Russland bedroht den Westen, Deutschland und Polen sollten Geschlossenheit zeigen. Stattdessen ist die Stimmung zwischen Berlin und Warschau schlecht. Woran das liegt, beschreiben David Gregosz und Daniel Lemmen (Konrad-Adenauer-Stiftung).

Zu den zahlreichen Fehleinschätzungen des Kremls zählt mit Sicherheit, den Zusammenhalt des Westens unterschätzt zu haben. Vielfach wird betont, dass die noch vor Jahren als "hirntot" bezeichnete Nato wieder zueinander gefunden habe. Dennoch zeigen sich inzwischen Risse in Europa – insbesondere in sich verschärfender Form in den deutsch-polnischen Beziehungen, die sich auch vor dem Hintergrund des russischen Angriffskrieges gegen die Ukraine nicht verbessert haben.

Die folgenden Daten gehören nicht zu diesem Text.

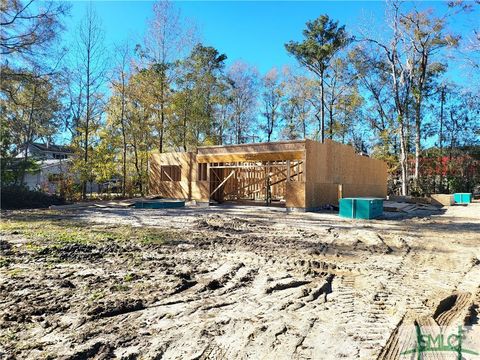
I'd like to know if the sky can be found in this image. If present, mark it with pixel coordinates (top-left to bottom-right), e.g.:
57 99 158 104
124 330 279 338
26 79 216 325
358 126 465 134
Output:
55 0 480 145
62 1 480 73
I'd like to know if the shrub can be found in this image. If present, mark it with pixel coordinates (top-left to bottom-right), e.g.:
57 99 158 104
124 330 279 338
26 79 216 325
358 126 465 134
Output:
0 186 65 209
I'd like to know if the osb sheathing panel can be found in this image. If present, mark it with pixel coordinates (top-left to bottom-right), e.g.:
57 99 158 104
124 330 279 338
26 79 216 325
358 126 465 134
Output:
197 149 305 163
285 181 305 208
149 152 209 201
305 140 387 208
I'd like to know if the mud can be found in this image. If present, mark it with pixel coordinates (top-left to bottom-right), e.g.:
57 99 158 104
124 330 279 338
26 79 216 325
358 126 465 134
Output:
0 203 480 359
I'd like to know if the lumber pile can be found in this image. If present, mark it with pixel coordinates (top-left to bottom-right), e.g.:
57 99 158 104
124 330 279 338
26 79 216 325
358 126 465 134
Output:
431 194 455 206
383 201 440 214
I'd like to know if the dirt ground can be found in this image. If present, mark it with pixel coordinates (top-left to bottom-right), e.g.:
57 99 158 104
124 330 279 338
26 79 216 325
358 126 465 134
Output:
0 203 480 360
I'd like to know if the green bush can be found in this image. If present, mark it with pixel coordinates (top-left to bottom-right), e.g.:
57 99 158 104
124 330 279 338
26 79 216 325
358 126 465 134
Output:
0 186 65 209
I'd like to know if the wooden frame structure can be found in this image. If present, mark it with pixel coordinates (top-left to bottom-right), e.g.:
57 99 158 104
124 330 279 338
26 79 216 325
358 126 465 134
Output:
149 140 387 210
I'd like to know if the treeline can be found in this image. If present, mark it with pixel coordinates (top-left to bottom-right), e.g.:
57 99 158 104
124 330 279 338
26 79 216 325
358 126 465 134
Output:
0 0 480 197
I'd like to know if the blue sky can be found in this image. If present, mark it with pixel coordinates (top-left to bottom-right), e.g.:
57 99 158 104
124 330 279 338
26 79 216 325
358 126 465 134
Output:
56 0 480 146
62 1 478 72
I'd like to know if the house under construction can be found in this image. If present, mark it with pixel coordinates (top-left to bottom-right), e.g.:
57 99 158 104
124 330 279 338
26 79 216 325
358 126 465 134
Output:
150 140 387 211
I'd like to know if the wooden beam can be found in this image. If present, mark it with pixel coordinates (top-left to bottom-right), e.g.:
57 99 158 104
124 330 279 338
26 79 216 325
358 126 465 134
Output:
197 150 305 163
210 170 235 197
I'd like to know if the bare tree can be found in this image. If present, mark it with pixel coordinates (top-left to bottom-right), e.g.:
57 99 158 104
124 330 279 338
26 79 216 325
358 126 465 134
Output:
0 0 69 61
227 62 258 144
111 43 131 197
70 4 106 198
137 0 196 152
262 68 283 142
365 1 413 195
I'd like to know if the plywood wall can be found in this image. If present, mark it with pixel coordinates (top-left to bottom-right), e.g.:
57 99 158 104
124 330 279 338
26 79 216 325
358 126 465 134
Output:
305 140 387 209
149 152 209 201
150 140 387 209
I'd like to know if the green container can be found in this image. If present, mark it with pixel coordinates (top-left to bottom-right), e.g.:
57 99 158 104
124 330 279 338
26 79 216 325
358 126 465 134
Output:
453 193 472 204
339 198 383 219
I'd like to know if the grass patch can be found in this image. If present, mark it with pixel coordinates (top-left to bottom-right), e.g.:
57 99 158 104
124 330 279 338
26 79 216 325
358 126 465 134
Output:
0 218 178 248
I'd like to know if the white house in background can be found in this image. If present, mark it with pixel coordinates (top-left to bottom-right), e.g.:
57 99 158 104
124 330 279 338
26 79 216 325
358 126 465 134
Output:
16 143 73 193
16 143 98 193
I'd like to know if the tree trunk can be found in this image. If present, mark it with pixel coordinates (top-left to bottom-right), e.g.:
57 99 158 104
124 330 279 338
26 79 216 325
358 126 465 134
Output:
320 71 325 143
399 115 407 196
20 83 37 185
438 86 445 192
120 74 127 197
82 28 92 200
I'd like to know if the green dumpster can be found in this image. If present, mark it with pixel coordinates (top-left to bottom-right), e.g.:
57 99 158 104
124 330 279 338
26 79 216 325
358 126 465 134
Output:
339 198 383 219
453 193 472 204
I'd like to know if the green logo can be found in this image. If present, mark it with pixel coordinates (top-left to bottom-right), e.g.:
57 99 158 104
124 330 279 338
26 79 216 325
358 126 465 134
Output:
400 324 480 360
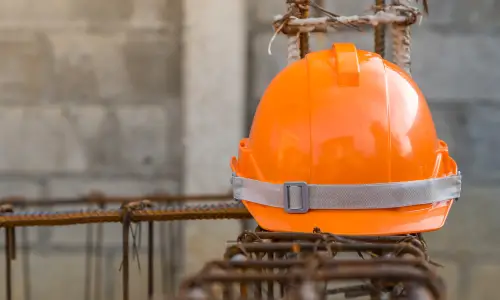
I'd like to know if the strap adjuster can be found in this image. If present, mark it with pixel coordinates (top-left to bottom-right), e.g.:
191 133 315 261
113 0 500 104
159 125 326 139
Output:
283 181 310 214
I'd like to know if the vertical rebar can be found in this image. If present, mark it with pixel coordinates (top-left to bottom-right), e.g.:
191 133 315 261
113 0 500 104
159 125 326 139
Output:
148 221 154 300
159 222 169 296
122 212 130 300
94 202 106 300
84 224 94 300
375 0 386 57
5 227 12 300
21 227 31 300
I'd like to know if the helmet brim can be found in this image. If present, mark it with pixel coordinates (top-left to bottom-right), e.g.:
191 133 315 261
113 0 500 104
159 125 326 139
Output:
243 200 453 236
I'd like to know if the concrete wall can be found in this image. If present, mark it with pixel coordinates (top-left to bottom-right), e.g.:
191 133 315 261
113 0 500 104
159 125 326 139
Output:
0 0 500 300
248 0 500 300
0 0 247 299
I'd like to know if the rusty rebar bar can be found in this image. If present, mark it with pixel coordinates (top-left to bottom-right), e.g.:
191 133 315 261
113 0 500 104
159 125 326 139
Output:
121 208 131 300
94 202 106 300
0 203 251 227
5 227 12 300
0 192 233 207
84 224 94 300
148 221 154 300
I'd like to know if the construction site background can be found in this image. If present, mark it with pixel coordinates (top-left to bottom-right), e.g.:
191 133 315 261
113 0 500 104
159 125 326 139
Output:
0 0 500 300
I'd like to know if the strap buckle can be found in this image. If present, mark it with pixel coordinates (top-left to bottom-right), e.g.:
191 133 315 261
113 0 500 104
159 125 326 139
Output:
283 181 310 214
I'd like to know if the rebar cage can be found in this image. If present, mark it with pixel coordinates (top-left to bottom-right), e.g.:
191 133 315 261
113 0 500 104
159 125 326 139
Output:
179 231 446 300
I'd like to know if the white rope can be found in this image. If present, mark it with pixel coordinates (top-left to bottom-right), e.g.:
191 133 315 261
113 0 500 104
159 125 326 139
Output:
288 34 300 64
274 5 418 32
391 0 411 75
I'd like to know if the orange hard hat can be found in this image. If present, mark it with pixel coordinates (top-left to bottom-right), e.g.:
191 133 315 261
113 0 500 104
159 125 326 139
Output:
231 43 461 235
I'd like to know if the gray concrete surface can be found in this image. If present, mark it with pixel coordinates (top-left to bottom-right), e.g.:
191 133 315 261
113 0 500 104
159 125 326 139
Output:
0 0 500 300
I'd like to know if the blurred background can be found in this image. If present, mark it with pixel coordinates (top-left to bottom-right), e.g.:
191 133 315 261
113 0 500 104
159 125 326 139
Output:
0 0 500 300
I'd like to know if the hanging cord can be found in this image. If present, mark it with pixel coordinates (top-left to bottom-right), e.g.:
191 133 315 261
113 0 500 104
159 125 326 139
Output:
391 0 420 75
298 0 310 58
375 0 386 58
283 2 301 64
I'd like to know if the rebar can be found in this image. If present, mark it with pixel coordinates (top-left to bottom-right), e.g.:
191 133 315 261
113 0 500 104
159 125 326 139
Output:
178 231 446 300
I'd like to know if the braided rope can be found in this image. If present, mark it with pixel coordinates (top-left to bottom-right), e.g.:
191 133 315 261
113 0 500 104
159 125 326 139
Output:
288 34 300 64
268 0 419 67
283 3 300 64
391 0 417 75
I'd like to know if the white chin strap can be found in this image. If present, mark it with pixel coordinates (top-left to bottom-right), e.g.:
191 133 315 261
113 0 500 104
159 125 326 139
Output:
231 172 462 213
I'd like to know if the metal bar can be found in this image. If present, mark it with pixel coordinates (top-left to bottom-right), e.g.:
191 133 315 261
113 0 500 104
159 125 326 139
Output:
148 222 154 300
122 213 130 300
5 227 12 300
84 224 94 300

Anführen lassen sich eine Reihe von Problemfeldern. Während Europa und der Westen sich gegenüber Russland in erstaunlicher Geschlossenheit üben, forciert das polnische Regierungslager Reparationsforderungen an Deutschland und publizierte am letzten Jahrestag des Ausbruchs des Zweiten Weltkrieges einen Bericht über die nationalen Verluste.

David Gregosz
David Gregosz

David Gregosz leitet das Büro der Konrad-Adenauer-Stiftung (KAS) in Polen mit Sitz in Warschau. Daniel Lemmen ist Projektkoordinator. Die KAS ist eine der CDU ideell nahestehende Denkfabrik, die sich unter anderem für die europäische Verständigung einsetzt.

Darin fordert Warschau von Berlin 1,3 Billionen Euro für während und infolge des Krieges erlittenes Leid. Vordergründig scheint dieser Schritt Gegenstand polnischer Außenpolitik zu sein. Bei näherer Betrachtung aber ist es offensichtlich, dass das Anheizen der Reparationsdebatte vor allem innenpolitisch motiviert ist. In etwa zehn Monaten finden in Polen Parlamentswahlen statt und nach den Wahlsiegen 2015 und 2019 droht der regierenden PiS aktuell der Machtverlust.

Im anbrechenden Wahlkampf bemüht die nationalkonservative Regierungspartei daher antideutsche Rhetorik, um die eigene Kernwählerschaft zu mobilisieren. Die Folgen für das deutsch-polnische Verhältnis werden augenscheinlich nachrangig behandelt. Oberste Priorität hat der Wahlsieg – und für den Parteivorsitzenden Jarosław Kaczyński geht es um alles oder nichts.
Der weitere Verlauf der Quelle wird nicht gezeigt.